Lastly, Paul concludes his thoughts in this section of his letter stating, “and straining toward what is ahead, I press on toward the goal to win the prize for which God has called me heavenward in Christ Jesus.” (Philippians 3:13b-14) I love the term “Straining ahead” in the KJV, as it refers to “Reaching forth.” The Greek word refers to an athlete throwing himself forward in a race with all his energies strained to their max. This very easily convicts me, as I know that if I went after each goal with this level of intensity, things would be much different. If you take into account having a guest to church every Sunday, it would require my best effort. The same goes for beginning my Master’s program, and having ten personal bible studies each week. The question then is raised, what stops us from doing our best? To me it is a lack of perspective, found in the previous verse; It’s all about the prize! It is so easy to forget that there is a prize attached to our pressing, and straining in Christianity. In a lot of ways it makes going after every goal worth it, when you think about what is in store of completion.

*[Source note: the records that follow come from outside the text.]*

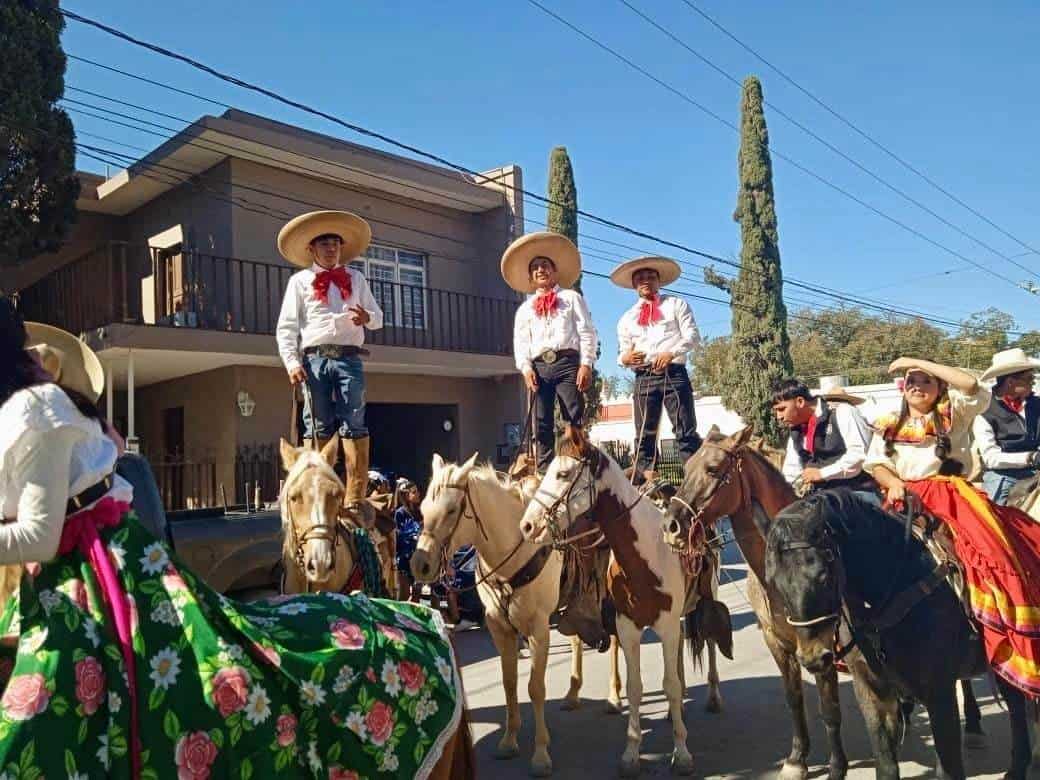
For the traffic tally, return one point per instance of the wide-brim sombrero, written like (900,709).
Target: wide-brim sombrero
(68,359)
(667,268)
(560,249)
(294,238)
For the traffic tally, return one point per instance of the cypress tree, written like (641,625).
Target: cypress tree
(37,182)
(760,346)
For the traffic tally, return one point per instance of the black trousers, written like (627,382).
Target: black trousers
(673,391)
(557,380)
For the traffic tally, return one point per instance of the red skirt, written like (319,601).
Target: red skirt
(999,547)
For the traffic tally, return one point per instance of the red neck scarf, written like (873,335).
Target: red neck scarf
(1014,404)
(649,312)
(325,279)
(546,303)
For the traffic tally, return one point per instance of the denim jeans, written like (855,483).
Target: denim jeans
(338,390)
(998,484)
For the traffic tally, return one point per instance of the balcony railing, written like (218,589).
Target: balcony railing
(125,283)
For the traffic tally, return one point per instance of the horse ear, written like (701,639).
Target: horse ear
(330,452)
(289,453)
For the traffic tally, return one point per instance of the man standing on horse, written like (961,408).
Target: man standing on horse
(654,339)
(321,332)
(554,340)
(828,439)
(1008,433)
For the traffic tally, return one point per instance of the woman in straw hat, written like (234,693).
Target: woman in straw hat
(918,456)
(1008,433)
(654,340)
(128,666)
(553,338)
(320,332)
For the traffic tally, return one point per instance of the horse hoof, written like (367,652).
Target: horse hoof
(504,752)
(794,771)
(976,741)
(629,768)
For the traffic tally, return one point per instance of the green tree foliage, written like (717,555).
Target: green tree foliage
(760,354)
(37,182)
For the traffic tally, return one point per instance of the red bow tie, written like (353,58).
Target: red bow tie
(546,304)
(1013,403)
(323,279)
(649,311)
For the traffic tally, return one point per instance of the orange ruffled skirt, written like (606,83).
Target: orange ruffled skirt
(999,547)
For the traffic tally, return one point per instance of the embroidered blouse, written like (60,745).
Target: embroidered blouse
(914,457)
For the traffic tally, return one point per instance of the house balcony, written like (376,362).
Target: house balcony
(121,284)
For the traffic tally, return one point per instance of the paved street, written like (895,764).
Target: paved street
(747,741)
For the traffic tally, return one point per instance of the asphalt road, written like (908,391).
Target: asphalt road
(748,739)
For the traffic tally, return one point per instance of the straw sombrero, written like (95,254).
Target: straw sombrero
(666,267)
(294,238)
(71,362)
(1009,361)
(557,248)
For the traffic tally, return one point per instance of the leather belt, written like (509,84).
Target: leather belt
(336,352)
(551,356)
(88,496)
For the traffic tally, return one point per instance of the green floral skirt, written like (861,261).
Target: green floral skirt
(317,685)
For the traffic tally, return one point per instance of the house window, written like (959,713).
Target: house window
(398,282)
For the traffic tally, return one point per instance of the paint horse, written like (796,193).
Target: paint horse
(318,552)
(518,583)
(583,486)
(838,561)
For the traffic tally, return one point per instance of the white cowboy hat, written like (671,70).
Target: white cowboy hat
(831,389)
(1009,361)
(667,268)
(294,238)
(560,249)
(71,362)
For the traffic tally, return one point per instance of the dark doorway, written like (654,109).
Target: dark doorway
(405,437)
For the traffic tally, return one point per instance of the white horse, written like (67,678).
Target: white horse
(518,583)
(583,488)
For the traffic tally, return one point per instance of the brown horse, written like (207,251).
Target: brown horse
(729,477)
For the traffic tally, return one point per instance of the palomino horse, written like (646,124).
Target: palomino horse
(727,477)
(467,504)
(836,560)
(647,582)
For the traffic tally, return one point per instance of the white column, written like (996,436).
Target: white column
(132,444)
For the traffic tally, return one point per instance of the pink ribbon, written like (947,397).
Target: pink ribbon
(81,533)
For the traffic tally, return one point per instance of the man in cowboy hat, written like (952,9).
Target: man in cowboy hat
(320,333)
(829,437)
(1008,433)
(553,338)
(654,339)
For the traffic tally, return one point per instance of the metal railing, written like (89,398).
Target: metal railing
(127,283)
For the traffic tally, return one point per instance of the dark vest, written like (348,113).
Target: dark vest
(828,447)
(1013,434)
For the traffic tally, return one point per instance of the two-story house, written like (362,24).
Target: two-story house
(173,275)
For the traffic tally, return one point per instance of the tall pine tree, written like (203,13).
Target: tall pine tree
(760,347)
(37,182)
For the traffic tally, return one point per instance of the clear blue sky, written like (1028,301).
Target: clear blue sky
(951,86)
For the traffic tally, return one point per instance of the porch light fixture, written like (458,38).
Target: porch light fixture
(245,404)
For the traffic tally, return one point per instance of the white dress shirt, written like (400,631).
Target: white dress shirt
(856,433)
(49,451)
(675,332)
(569,327)
(989,450)
(306,321)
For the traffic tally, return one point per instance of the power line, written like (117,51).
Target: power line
(811,133)
(414,150)
(863,134)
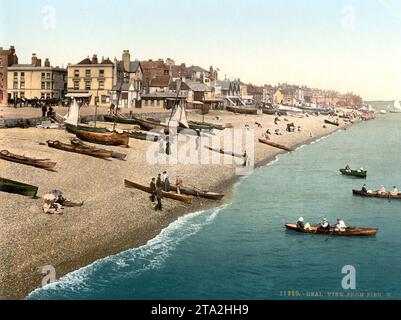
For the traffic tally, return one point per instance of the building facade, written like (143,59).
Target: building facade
(7,59)
(95,78)
(34,81)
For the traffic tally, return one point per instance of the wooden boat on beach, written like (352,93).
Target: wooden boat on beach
(116,155)
(89,151)
(12,186)
(331,122)
(39,163)
(354,173)
(238,155)
(108,138)
(170,195)
(199,193)
(73,129)
(275,145)
(242,110)
(351,231)
(376,195)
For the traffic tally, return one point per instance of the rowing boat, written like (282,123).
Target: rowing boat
(351,231)
(12,186)
(108,138)
(275,145)
(212,125)
(354,173)
(73,129)
(199,193)
(89,151)
(142,135)
(233,154)
(170,195)
(376,195)
(242,110)
(39,163)
(331,122)
(119,120)
(116,155)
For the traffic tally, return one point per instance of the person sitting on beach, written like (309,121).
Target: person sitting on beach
(300,223)
(340,225)
(178,184)
(394,192)
(325,225)
(153,190)
(382,190)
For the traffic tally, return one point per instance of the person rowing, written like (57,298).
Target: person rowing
(325,225)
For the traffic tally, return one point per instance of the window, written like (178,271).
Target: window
(76,85)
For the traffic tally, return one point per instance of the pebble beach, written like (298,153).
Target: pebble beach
(113,217)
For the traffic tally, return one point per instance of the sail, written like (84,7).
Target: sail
(180,116)
(72,115)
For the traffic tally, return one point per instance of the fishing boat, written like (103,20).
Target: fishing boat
(12,186)
(331,122)
(89,151)
(73,128)
(351,231)
(116,155)
(199,193)
(376,195)
(212,125)
(242,110)
(233,154)
(275,145)
(108,138)
(170,195)
(135,134)
(39,163)
(354,173)
(119,119)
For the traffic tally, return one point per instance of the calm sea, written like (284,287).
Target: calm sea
(241,250)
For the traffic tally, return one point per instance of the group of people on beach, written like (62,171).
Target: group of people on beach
(340,225)
(162,184)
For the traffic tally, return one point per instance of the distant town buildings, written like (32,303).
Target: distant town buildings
(36,81)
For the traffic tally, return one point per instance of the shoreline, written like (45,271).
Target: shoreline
(21,285)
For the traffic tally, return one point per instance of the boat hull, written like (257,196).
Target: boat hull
(170,195)
(376,195)
(16,187)
(349,232)
(354,173)
(109,138)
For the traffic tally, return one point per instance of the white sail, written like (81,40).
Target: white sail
(180,116)
(72,116)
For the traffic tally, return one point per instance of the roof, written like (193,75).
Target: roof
(160,81)
(198,86)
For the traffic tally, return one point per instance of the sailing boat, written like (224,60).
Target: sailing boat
(396,107)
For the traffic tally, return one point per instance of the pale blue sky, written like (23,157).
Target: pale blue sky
(352,45)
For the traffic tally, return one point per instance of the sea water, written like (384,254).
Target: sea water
(242,251)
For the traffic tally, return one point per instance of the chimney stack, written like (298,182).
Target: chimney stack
(126,60)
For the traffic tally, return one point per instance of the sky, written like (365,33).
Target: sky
(344,45)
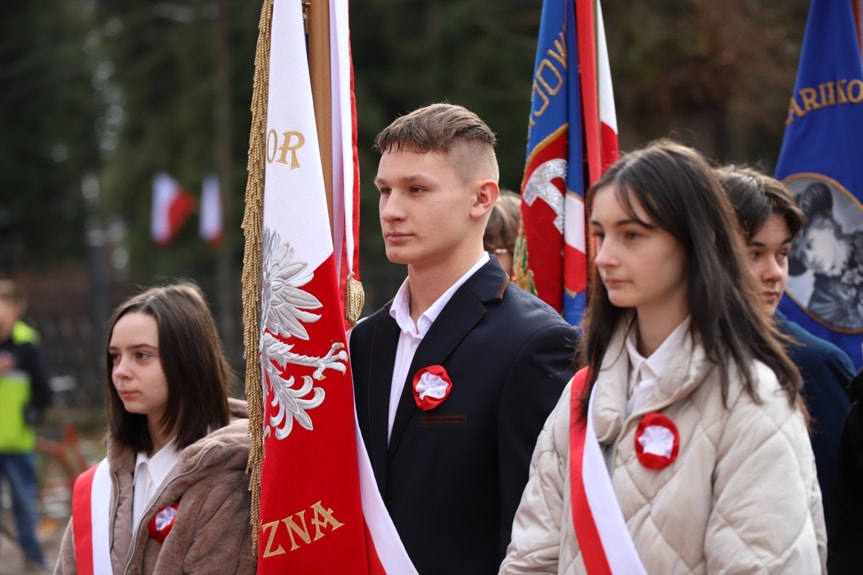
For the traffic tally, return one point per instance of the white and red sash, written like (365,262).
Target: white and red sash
(91,497)
(603,537)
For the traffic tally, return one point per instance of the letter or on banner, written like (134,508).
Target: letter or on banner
(314,472)
(820,164)
(572,139)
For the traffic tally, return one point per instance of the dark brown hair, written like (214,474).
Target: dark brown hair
(756,196)
(192,358)
(443,128)
(681,194)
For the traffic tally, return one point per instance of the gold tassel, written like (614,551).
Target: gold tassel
(355,299)
(253,231)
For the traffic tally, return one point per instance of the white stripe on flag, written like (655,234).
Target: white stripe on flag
(294,202)
(619,548)
(342,126)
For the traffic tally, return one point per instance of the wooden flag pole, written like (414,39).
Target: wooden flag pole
(318,27)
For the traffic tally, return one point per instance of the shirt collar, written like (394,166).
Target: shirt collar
(653,365)
(160,463)
(401,310)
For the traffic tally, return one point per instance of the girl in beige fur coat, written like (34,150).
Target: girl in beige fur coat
(172,495)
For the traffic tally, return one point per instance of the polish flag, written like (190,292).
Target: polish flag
(572,140)
(211,226)
(172,205)
(320,509)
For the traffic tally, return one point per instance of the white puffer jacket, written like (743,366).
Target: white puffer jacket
(742,496)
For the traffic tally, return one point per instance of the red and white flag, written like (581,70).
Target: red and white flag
(572,139)
(320,510)
(172,205)
(211,226)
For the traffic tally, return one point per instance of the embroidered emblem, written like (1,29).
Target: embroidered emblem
(656,441)
(285,309)
(162,522)
(431,387)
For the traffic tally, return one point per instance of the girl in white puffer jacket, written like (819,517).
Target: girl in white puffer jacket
(695,404)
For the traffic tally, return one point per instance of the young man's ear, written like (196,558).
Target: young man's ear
(486,195)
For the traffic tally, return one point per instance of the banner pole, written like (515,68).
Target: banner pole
(318,26)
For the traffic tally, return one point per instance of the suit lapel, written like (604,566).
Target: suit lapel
(457,319)
(385,339)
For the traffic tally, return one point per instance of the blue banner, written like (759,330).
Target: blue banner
(821,162)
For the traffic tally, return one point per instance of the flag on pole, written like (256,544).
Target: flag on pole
(572,139)
(172,205)
(211,226)
(320,509)
(820,163)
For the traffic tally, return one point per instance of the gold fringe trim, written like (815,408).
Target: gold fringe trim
(355,299)
(253,231)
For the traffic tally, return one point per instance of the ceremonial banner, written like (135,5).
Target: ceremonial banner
(572,139)
(319,510)
(211,225)
(172,205)
(820,163)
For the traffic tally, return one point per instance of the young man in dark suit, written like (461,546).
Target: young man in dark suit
(454,377)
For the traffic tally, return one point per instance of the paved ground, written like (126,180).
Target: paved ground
(12,560)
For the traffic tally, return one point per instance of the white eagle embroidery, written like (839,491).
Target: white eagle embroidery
(284,309)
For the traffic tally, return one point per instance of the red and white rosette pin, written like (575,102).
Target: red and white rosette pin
(656,441)
(431,387)
(162,522)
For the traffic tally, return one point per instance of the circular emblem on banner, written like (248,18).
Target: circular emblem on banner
(825,264)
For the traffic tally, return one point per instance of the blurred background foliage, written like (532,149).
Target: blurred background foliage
(98,95)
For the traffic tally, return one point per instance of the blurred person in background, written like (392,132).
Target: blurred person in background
(25,393)
(501,230)
(844,524)
(172,495)
(770,220)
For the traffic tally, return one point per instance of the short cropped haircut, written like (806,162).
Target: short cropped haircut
(756,196)
(192,358)
(442,128)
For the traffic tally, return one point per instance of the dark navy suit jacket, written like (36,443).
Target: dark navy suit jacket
(826,371)
(452,477)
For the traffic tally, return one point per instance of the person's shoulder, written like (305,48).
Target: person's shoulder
(530,304)
(811,348)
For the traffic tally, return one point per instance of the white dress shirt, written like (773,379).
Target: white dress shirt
(150,472)
(643,372)
(413,333)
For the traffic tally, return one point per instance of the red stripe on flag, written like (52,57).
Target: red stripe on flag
(586,33)
(575,276)
(82,521)
(589,542)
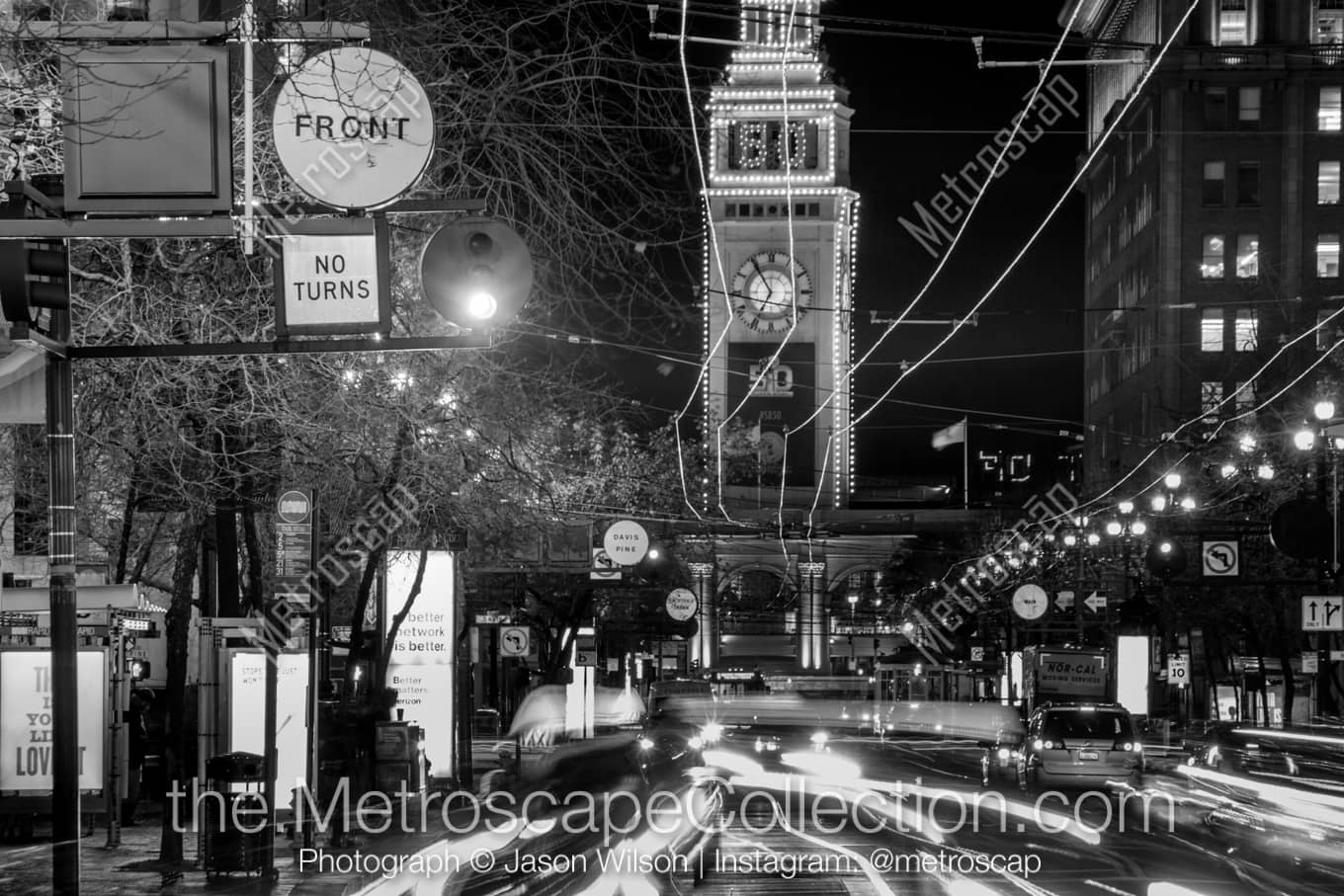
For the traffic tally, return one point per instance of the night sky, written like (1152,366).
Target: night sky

This year the Las Vegas Church has its own goals as well: 1. Every member to be used by God to bear fruit 2. To double the amount of bible talks 3. For each member to read through the entire Bible 4. Every ministry established: Campus, Marrieds, Singles, Teens) When I take into account “pressing, forgetting what is behind, and straining ahead,” these goals seem very achievable. Prayerfully the church can see the example of their leadership when it comes to putting these things into practice. Paul states “All of us, then, who are mature should take such a view of things.” (Philippians 4:15) To Paul, maturity is setting goals with the right heart, and accomplishing them. “Let perseverance finish its work so that you may be mature and complete, not lacking anything.” (James 1:4) James calls us to persevere to maturity, so we are not lacking in anything. What I gather is that we must persevere through our resolutions, decisions, and goals, knowing they are all a means to an end. So what’s it going to be? What will you decide for your 2018 decisions? I hope we can each have the right heart behind whatever we decide!